Friday 11th September 2009
I left the Punakha lodge at 9.00 a.m. and we made the three hour drive back to Thimphu. Land slips are quite common and at one point the road was completely blocked by an excavator shifting away fallen rocks. We were only delayed a few minutes. A little further on, a series of lorries blocked the road. They appeared to be being loaded with the fallen rock. After a short delay, we moved on.
Then, we came upon what appeared to be an accident between a red car going one way and a large lorry going the other way. There was just room for a single line of traffic to pass the accident by driving on the unsurfaced verge. Next to this accident, there was a Pelyab Transport Service bus in trouble. As far as I could make out, the bus had got past the accident by driving on the soft verge but, in so doing, had managed to get a large piece of wood stuck between the tyres of one of its double back wheels. The bus was easing backwards and forwards while two men tried to lever out the timber. We carried on a few minutes and came across a minor land slip where the edge of the road nearest the lower slope had fallen away. A crude wooden fence had been rigged to draw attention to this hazard.
As we came nearer Thimphu, the apple harvest was still in full throw then we were stopped by a queue of thirty cars waiting for an excavator to clear the road. This was the same worksite which had delayed us on the way east a few days before but this time the delay was 25 minutes. When we did move off, a narrow track had been cleared through sandy soil about three feet deep.

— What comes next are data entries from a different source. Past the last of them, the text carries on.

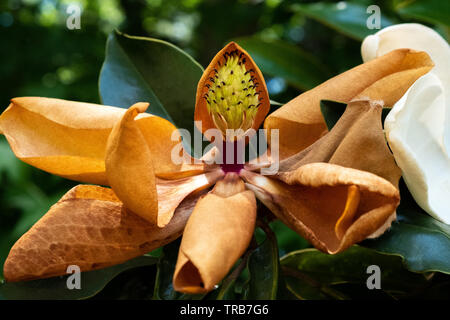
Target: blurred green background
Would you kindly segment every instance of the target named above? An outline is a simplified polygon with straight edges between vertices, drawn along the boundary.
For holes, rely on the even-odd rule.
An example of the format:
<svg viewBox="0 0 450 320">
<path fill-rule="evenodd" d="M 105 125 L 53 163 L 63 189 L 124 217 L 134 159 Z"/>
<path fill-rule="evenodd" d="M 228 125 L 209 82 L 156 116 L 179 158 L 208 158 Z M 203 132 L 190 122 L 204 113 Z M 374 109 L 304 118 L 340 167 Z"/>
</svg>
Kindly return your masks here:
<svg viewBox="0 0 450 320">
<path fill-rule="evenodd" d="M 79 30 L 66 27 L 70 4 L 82 8 Z M 0 112 L 17 96 L 99 103 L 105 43 L 115 28 L 172 42 L 203 66 L 241 39 L 271 99 L 286 102 L 362 62 L 361 40 L 377 31 L 365 26 L 372 4 L 381 8 L 382 26 L 420 22 L 448 40 L 449 2 L 439 0 L 2 0 Z M 0 136 L 1 266 L 18 237 L 75 184 L 21 163 Z M 280 255 L 307 246 L 281 224 L 274 228 Z"/>
</svg>

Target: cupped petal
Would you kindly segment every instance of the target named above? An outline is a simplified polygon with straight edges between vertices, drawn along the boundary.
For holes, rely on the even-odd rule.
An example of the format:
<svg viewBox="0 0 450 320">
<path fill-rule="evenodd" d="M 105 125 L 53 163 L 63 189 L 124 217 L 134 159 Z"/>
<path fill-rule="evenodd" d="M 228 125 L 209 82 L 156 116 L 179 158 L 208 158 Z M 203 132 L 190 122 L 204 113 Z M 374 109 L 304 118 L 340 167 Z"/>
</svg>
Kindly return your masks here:
<svg viewBox="0 0 450 320">
<path fill-rule="evenodd" d="M 223 69 L 226 67 L 226 63 L 231 63 L 232 57 L 235 59 L 234 64 L 237 71 L 244 68 L 242 70 L 245 71 L 245 77 L 242 79 L 237 78 L 235 70 Z M 219 79 L 218 75 L 222 76 L 222 72 L 227 72 L 227 74 L 223 75 L 223 79 Z M 216 87 L 216 81 L 223 82 Z M 253 98 L 254 96 L 255 98 Z M 211 103 L 216 100 L 214 104 L 217 104 L 220 110 L 223 109 L 222 114 L 208 110 L 208 99 Z M 224 99 L 228 103 L 226 107 L 221 105 L 221 101 Z M 256 102 L 251 99 L 256 99 Z M 235 112 L 243 106 L 246 110 L 243 110 L 242 114 Z M 201 128 L 198 129 L 202 133 L 208 129 L 225 131 L 228 120 L 231 126 L 239 123 L 244 125 L 244 127 L 241 126 L 244 131 L 248 129 L 248 123 L 251 123 L 250 128 L 257 130 L 269 109 L 269 94 L 261 70 L 247 51 L 237 43 L 230 42 L 216 54 L 198 83 L 194 115 L 195 121 L 198 121 L 196 122 L 197 126 L 201 124 Z M 237 129 L 237 127 L 239 125 L 236 125 L 236 128 L 229 127 L 229 129 Z M 208 134 L 205 133 L 205 135 L 208 139 L 211 138 Z"/>
<path fill-rule="evenodd" d="M 450 224 L 448 114 L 442 82 L 435 74 L 427 74 L 395 104 L 386 117 L 385 130 L 416 202 L 434 218 Z"/>
<path fill-rule="evenodd" d="M 69 265 L 90 271 L 150 252 L 182 234 L 200 195 L 186 198 L 170 223 L 158 228 L 125 209 L 111 189 L 78 185 L 14 244 L 5 279 L 65 275 Z"/>
<path fill-rule="evenodd" d="M 126 110 L 53 98 L 11 100 L 0 116 L 0 133 L 22 161 L 67 179 L 108 185 L 105 152 L 112 127 Z M 141 114 L 136 120 L 151 146 L 157 173 L 178 169 L 170 161 L 171 135 L 167 120 Z"/>
<path fill-rule="evenodd" d="M 381 100 L 391 107 L 420 76 L 433 67 L 430 57 L 409 49 L 391 51 L 348 70 L 299 95 L 271 113 L 264 127 L 279 129 L 280 158 L 291 156 L 327 132 L 320 100 L 349 102 L 356 97 Z"/>
<path fill-rule="evenodd" d="M 240 175 L 281 221 L 330 254 L 385 231 L 400 201 L 389 181 L 328 163 L 301 166 L 283 181 L 247 170 Z"/>
<path fill-rule="evenodd" d="M 237 174 L 229 173 L 195 206 L 181 241 L 175 290 L 212 290 L 247 249 L 256 220 L 256 200 Z"/>
</svg>

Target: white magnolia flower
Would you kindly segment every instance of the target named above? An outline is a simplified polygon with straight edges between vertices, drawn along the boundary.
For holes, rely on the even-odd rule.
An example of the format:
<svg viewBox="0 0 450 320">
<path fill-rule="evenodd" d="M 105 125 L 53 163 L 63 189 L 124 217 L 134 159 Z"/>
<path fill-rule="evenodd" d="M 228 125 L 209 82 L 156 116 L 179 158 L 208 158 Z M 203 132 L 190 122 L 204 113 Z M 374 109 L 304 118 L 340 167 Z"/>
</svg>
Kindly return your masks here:
<svg viewBox="0 0 450 320">
<path fill-rule="evenodd" d="M 450 47 L 436 31 L 407 23 L 364 39 L 364 62 L 391 50 L 427 52 L 435 67 L 393 106 L 384 123 L 386 138 L 416 202 L 450 224 Z"/>
</svg>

We reached Thimphu without further incident and drove to the Amankora Lodge Thimphu where I'd stayed on my arrival in Bhutan. Here, I took lunch before we carried on west to Paro, where I was to spend my last two nights in Bhutan at my fourth Amankora Lodge.
Pictures on the road from Punakha to Paro.
When we arrived in Paro, rather than proceed directly to the Lodge, we turned off the main road and took a winding, country route which eventually climbed to the National Museum, set on a hill overlooking the Rinpung Dzong. The museum is in an ancient tower which once served as a watchtower protecting the Dzong. Some say it’s conche-shaped: it’s certainly not just round. The exhibits are spread over a number of floors and the visit provided a useful insight into Bhutanese traditions and history. On leaving the museum, there were superb views of Paro and the surrounding district.
As we descended from the museum by car, the road was blocked by a T.V. Film Crew. A famous Bhutanese director was coaching a group of young male and female dancers in modern dress in a lively song-and-dance routine. He was attempting an ‘arty’ against-the-light take facing the setting sun. Along with a number of schoolchildren we watched for a while before returning to the Lodge.